Archive for December, 2007

Why do occupational therapists splint?

The above title was used as a search engine query to get to this blog.  I think that this is a good question.  Why do we splint?  Why not PT’s?  Or orthopedic technicians?

The obvious answer is that we make splints for functional purposes, whether it is an extension splint for a below knee amputation (I made my second one last week!), or a resting hand splint to prevent hand contractures. But this is not always consistent, as I’ve seen only PT’s making referrals for certain types of splints, such as multi-podus boots to prevent foot drop. The good thing is that when it comes to splinting, the occupational therapists are the ones that get called for the most part.

I enjoy splinting.  Back when I was a student, I made tens of foot-plates.  We had patients who had external fixators attached to their legs, and we would make foot-plates to prevent foot drop (multi-podus boots wouldn’t work as the ex-fix got in the way, see picture for example).  As my experience grows in acute care, I’d like to see my experience in splinting grow as well.  I am even considering specializing in splinting.


December 16, 2007 at 10:49 pm 8 comments

Working with comatose patients

Luckily, I don’t work with too many patients who are comatose, but I’ve had weeks where I will suddenly see 3 or 4 patients in one week who are comatose. This usually happens because the patient is for the most part medically stable, and they now need placement. Most facilities won’t accept patients without having some sort of level of care, so they call upon the therapists to determine what the patients can and cannot do.
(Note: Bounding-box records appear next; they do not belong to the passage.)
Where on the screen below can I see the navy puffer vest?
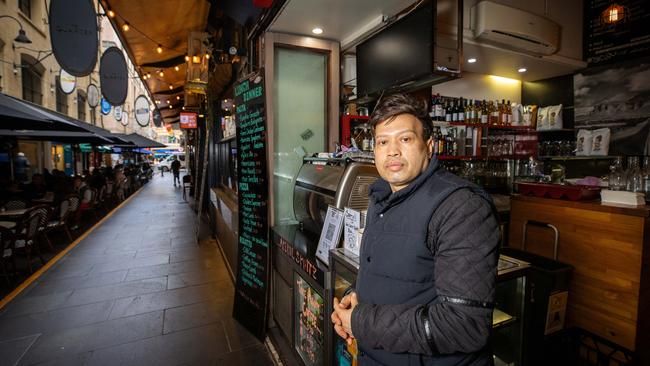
[356,158,491,366]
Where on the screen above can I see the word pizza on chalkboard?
[233,70,269,340]
[583,0,650,65]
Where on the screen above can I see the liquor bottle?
[481,99,490,124]
[445,101,451,122]
[499,99,508,126]
[451,100,458,122]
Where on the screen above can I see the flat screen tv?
[357,1,434,97]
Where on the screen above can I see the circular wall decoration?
[99,47,129,106]
[101,98,112,116]
[49,0,99,77]
[86,84,99,108]
[59,69,77,94]
[153,108,162,127]
[133,95,149,127]
[113,105,124,121]
[120,108,129,127]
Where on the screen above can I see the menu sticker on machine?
[316,205,343,266]
[233,70,269,340]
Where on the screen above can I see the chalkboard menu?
[233,70,269,340]
[584,0,650,65]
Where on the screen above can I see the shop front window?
[273,47,328,224]
[21,55,44,104]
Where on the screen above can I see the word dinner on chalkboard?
[233,71,269,340]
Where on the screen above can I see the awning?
[0,130,112,145]
[115,133,167,148]
[0,93,86,132]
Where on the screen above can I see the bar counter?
[509,195,650,364]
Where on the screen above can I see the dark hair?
[369,93,432,141]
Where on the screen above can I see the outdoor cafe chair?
[0,226,16,285]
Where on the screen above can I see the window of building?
[77,90,86,122]
[18,0,32,18]
[56,77,68,114]
[20,55,45,104]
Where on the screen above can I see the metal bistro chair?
[44,198,72,241]
[183,174,192,201]
[14,209,46,273]
[0,226,16,285]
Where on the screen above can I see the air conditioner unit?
[470,1,560,55]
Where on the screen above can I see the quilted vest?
[355,158,491,366]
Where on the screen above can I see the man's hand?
[332,292,359,344]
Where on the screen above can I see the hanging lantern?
[601,4,627,24]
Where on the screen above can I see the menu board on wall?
[233,70,269,340]
[294,273,325,366]
[583,0,650,65]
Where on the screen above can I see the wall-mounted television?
[357,1,435,97]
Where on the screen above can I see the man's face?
[375,114,433,192]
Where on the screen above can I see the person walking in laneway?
[172,156,181,187]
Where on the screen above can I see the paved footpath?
[0,174,273,366]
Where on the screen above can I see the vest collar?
[370,156,440,212]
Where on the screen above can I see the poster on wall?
[233,70,270,340]
[573,58,650,155]
[583,0,650,65]
[294,272,325,366]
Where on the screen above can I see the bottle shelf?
[539,155,617,160]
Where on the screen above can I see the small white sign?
[133,95,150,127]
[113,105,122,121]
[59,69,77,94]
[316,205,343,266]
[86,84,99,108]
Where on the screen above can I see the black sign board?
[233,70,270,340]
[583,0,650,65]
[49,0,99,77]
[151,108,162,127]
[99,47,129,106]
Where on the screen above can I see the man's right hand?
[331,293,358,344]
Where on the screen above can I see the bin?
[501,248,573,365]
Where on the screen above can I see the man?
[172,156,181,187]
[331,94,499,366]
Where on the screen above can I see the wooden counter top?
[511,194,650,217]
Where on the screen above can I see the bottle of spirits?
[481,99,490,124]
[445,101,451,122]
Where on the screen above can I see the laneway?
[0,174,272,366]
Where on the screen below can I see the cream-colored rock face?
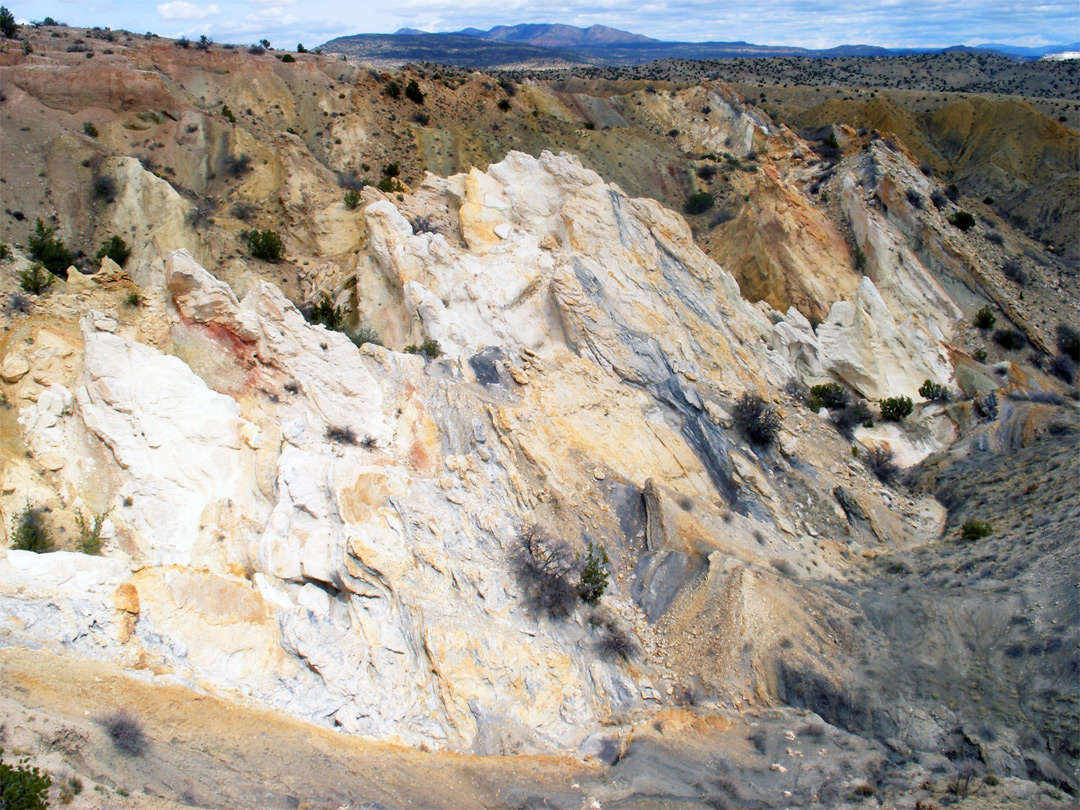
[0,153,963,753]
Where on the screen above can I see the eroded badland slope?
[0,27,1080,807]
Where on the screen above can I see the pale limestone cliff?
[0,153,963,753]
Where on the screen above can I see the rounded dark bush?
[994,329,1027,351]
[405,79,423,104]
[515,526,578,619]
[11,504,53,554]
[919,380,948,402]
[98,708,149,756]
[948,211,975,231]
[684,191,715,214]
[733,392,780,447]
[596,620,639,661]
[974,305,998,329]
[960,519,994,540]
[807,382,851,411]
[880,396,915,422]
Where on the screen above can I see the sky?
[6,0,1080,49]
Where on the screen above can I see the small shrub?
[975,391,998,421]
[187,200,212,226]
[225,154,252,177]
[960,518,994,540]
[375,177,405,194]
[1047,354,1077,386]
[18,261,56,295]
[3,293,32,315]
[27,218,76,276]
[590,619,640,661]
[919,380,949,402]
[1057,323,1080,363]
[852,245,866,273]
[326,426,356,444]
[994,329,1027,351]
[769,557,797,577]
[247,230,285,261]
[97,237,132,267]
[710,207,735,228]
[405,79,423,104]
[807,382,851,413]
[11,503,53,554]
[974,303,998,332]
[866,447,900,484]
[408,215,438,233]
[1001,259,1028,287]
[0,751,53,810]
[92,174,117,203]
[0,5,18,39]
[948,211,975,231]
[683,191,715,214]
[578,543,608,605]
[97,708,149,756]
[514,526,578,619]
[308,295,345,332]
[732,392,780,447]
[402,338,443,360]
[349,326,382,349]
[75,510,109,554]
[880,396,915,422]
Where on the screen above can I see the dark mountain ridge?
[322,24,1080,68]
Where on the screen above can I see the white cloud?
[158,0,221,19]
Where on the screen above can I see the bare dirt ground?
[0,648,599,810]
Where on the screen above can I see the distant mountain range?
[322,24,1080,68]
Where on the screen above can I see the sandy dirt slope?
[0,648,596,810]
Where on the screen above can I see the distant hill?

What I find interesting is that for the most part, the exact same evaluation will take place from OT, PT, and SLP. My hospital seems to favor the JFK Coma Recovery Scale, and both the OTs and PTs use the scale as their evaluation. What ends up happening is that we both do the exact same thing based on the exact same scale, yet bill differently. And Medicare accepts this. If the patient was not comatose, Medicare would never pay for two disciplines to do the exact same thing. Go figure.
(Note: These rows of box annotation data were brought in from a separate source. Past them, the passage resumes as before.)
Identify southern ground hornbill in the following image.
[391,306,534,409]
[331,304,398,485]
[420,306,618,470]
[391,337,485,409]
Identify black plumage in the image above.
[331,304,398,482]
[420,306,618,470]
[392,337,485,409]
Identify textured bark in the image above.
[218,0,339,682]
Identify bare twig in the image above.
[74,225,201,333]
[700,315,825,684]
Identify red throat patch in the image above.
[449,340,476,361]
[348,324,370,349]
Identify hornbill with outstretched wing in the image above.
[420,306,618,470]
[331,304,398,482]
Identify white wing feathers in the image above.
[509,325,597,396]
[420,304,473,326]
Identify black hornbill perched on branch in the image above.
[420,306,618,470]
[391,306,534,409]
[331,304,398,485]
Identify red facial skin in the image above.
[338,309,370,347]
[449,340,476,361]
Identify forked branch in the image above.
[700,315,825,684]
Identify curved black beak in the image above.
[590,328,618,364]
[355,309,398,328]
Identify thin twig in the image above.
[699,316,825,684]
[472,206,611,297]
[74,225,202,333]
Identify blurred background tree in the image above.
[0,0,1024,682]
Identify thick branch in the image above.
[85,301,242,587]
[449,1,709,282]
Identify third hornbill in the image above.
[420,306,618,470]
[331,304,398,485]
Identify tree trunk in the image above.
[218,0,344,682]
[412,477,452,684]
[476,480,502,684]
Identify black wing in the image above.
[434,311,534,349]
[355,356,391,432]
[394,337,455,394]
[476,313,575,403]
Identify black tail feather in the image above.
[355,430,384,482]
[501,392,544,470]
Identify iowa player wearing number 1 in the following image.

When the patient is comatose, it is obviously hard to complete ADLs, but we end up usually seeing what stimuli work to arouse the patient. Can the patient follow a 1-step command consistently (i.e. give a thumbs up)? Do they respond to pain? The link to the scale is here (pdf) and is for the most part self-explanatory, should you want to know more information.

December 16, 2007 at 10:30 pm Leave a comment

Blog neglect

I know, shame on me.  I have neglected this blog for more than two months.  I have a few ideas that I’ve been meaning to write about, so I hope to put them on the blog soon.  If I have any readers left, sorry for neglecting the blog!